Ben is distressed to find that the RPC's have such a long latency that his style checker runs much more slowly than he hoped. Since he is taking 6.033 he wonders if adding multiple threads to the client could speed up his program.

a. Ben's checker is running on a single-processor workstation. Explain how multiple client threads could reduce the time to analyze a technical paper.

b. Ben implements a multithreaded style checker, and runs a series of experiments with various numbers of threads. He finds that performance does indeed improve when he adds a second thread, and again when he adds a third. But he finds that as he adds more and more threads the additional performance improvement diminishes, and finally adding more threads leads to reduced performance. Give an explanation for this behavior.

c. Suggest a way of improving the style-checker's performance without introducing threads. (Ben is allowed to change only the client.)

5. (25 points) Suppose the longest packet you can transmit across the Internet can contain 480 bytes of useful data, you are using a lock-step end-to-end protocol, and you are sending data from Boston to California. You have measured the round-trip delay and found that it is about 100 milliseconds. (A lock-step protocol is one where you must wait for the recipient to send an acknowledgement of your previous packet before you can send the next packet.)

a. If there are no lost packets, estimate the maximum data rate you can achieve.

b. Unfortunately, 1% of the packets are getting lost. So you install a resend timer, set to 1000 ms. Estimate the data rate you now expect to achieve.

c. On Tuesdays the phone company routes some westward-bound packets via satellite link, and we notice that 50% of the round trips now take exactly 100 extra milliseconds. What effect does this delay have on the overall data rate when the resend timer is not in use. (Assume the network does not lose any packets.)
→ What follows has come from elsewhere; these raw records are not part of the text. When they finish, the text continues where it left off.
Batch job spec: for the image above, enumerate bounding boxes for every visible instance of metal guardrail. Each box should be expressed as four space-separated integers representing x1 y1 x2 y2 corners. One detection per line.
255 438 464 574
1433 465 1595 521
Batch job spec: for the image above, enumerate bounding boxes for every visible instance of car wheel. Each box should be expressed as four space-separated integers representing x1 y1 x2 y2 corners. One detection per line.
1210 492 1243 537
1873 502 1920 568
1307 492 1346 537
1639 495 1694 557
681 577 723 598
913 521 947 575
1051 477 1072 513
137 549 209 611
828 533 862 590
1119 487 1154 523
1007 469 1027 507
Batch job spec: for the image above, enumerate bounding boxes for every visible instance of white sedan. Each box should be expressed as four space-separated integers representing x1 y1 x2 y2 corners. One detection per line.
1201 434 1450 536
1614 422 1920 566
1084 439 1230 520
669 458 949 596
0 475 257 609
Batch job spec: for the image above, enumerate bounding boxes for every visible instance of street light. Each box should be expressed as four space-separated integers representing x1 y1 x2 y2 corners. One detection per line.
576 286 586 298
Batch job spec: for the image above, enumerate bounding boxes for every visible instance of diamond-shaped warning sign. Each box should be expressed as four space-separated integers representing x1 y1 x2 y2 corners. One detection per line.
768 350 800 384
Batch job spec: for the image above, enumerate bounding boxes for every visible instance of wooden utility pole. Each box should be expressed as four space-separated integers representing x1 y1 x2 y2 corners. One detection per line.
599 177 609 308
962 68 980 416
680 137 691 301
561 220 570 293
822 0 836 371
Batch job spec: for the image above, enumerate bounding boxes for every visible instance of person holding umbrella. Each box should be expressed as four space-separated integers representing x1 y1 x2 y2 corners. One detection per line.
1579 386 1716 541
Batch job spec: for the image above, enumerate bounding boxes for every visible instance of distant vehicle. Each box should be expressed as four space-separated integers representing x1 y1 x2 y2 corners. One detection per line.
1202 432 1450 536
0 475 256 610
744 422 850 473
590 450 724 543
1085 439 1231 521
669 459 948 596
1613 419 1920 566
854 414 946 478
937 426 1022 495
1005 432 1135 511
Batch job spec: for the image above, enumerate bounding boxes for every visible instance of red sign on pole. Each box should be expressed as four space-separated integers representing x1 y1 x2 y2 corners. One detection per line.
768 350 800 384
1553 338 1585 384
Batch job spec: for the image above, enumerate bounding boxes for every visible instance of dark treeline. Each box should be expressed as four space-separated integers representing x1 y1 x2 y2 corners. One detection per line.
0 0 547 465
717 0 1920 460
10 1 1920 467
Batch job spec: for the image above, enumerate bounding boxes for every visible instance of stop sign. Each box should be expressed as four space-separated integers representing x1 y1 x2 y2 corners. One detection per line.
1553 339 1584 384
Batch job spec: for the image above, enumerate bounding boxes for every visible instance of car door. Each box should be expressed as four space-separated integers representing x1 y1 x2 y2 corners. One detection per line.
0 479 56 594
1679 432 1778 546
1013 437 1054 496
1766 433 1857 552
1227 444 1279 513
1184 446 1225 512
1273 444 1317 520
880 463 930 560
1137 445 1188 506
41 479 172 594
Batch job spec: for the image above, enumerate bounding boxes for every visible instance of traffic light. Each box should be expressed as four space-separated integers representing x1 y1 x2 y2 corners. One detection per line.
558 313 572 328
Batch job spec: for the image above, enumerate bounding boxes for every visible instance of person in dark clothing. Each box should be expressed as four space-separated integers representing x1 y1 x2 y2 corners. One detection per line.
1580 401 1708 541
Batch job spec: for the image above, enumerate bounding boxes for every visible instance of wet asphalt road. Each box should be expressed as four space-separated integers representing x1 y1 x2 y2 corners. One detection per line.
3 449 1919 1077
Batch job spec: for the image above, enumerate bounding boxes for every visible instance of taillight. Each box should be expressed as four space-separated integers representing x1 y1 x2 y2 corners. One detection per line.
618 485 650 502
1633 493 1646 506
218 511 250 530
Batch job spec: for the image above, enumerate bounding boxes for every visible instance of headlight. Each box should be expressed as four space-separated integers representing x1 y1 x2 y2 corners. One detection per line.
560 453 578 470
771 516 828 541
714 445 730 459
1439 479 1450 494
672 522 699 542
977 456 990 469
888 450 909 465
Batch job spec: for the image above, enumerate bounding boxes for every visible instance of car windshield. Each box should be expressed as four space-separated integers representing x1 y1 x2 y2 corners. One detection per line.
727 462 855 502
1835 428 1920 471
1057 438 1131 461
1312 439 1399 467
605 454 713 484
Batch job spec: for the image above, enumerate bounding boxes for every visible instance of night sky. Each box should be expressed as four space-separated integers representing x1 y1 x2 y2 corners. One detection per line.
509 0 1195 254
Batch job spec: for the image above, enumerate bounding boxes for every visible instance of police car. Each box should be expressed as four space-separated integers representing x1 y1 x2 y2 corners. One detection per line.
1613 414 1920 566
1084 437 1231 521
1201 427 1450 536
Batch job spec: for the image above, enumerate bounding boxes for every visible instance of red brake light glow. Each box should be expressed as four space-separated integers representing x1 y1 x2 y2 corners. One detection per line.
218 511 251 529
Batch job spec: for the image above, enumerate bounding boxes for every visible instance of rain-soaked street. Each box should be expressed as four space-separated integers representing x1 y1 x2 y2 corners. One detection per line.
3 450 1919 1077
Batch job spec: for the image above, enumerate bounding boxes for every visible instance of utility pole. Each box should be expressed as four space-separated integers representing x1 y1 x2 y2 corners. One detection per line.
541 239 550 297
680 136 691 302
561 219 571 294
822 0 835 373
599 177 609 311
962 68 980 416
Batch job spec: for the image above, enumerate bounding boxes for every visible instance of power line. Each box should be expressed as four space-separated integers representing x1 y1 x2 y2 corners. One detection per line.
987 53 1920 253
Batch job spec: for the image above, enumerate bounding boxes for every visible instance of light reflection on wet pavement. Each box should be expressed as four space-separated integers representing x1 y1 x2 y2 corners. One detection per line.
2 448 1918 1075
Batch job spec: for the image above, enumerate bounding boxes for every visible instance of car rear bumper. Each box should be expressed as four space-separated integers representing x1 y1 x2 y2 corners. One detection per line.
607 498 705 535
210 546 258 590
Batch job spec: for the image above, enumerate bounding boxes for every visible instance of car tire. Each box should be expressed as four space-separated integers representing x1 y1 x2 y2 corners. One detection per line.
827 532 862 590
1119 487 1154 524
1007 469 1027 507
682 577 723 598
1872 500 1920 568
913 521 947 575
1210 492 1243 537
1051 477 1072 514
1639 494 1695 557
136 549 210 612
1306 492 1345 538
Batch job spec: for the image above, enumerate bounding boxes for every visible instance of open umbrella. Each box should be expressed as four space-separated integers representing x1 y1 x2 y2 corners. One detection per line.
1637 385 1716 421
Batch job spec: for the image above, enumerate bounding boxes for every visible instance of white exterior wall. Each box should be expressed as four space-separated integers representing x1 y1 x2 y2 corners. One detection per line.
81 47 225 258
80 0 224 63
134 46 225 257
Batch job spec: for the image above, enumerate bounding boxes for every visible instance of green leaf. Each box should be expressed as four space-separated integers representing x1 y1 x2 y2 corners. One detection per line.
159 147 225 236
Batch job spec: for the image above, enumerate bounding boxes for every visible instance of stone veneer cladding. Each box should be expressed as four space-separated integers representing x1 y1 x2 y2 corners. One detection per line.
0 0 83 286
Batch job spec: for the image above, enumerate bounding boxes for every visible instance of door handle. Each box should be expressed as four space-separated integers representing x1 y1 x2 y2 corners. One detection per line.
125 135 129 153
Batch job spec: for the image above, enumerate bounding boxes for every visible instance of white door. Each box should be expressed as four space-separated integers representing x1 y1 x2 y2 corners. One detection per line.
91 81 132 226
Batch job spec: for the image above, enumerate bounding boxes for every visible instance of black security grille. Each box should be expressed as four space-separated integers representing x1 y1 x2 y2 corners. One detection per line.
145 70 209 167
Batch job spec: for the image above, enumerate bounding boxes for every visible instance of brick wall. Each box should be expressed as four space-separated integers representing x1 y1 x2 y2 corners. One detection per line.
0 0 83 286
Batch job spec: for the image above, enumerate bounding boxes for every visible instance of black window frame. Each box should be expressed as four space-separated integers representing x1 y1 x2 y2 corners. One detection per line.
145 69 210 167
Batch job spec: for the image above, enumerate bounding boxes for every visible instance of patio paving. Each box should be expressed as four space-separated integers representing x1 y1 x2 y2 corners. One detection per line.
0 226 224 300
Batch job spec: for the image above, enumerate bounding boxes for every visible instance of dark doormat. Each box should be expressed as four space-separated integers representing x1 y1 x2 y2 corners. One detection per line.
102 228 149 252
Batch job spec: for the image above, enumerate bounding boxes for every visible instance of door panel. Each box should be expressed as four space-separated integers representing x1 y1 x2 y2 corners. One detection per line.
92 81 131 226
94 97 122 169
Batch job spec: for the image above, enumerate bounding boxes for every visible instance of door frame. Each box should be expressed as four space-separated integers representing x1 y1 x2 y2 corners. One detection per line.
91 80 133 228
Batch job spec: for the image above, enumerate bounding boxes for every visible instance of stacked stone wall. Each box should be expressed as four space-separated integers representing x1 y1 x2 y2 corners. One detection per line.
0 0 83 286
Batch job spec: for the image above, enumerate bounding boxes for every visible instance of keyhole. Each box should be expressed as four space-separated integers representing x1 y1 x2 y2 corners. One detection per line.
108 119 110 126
d. Ben turns on the resend timer, but since he hadn't heard about the satellite delays he sets it to 150 ms. What now is the data rate on Tuesdays?(Again, assume the network does not lose any packets.)

e. Usually, when discussing end-to-end data rate across a network, the first parameter one hears is the data rate of the slowest link in the network. Why wasn't that parameter needed to answer parts a-d of this question?

6. (10 points) OutTel corporation has been delivering j486 microprocessors to the computer industry for some time, and Metoo systems has decided to get into the act by building a microprocessor called the "clone486+", which differs from the j486 by providing twice as many processor registers.

Metoo has simulated many programs and concluded that having twice as many processor registers reduces the number of loads and stores to memory by an average of 30%, and thus improves performance, assuming of course that all programs are recompiled to take advantage of the extra registers.

The most popular operating system for the j486 is microkernel---based. As suggested, the hoped-for performance improvement won't be realized unless all applications, both client and server, and the microkernel itself are recompiled. Point out one other reason why Metoo may find the performance improvement to be less than their simulations of individual programs predicts. If you think of more than one reason, choose the one that is likely to reduce performance the most.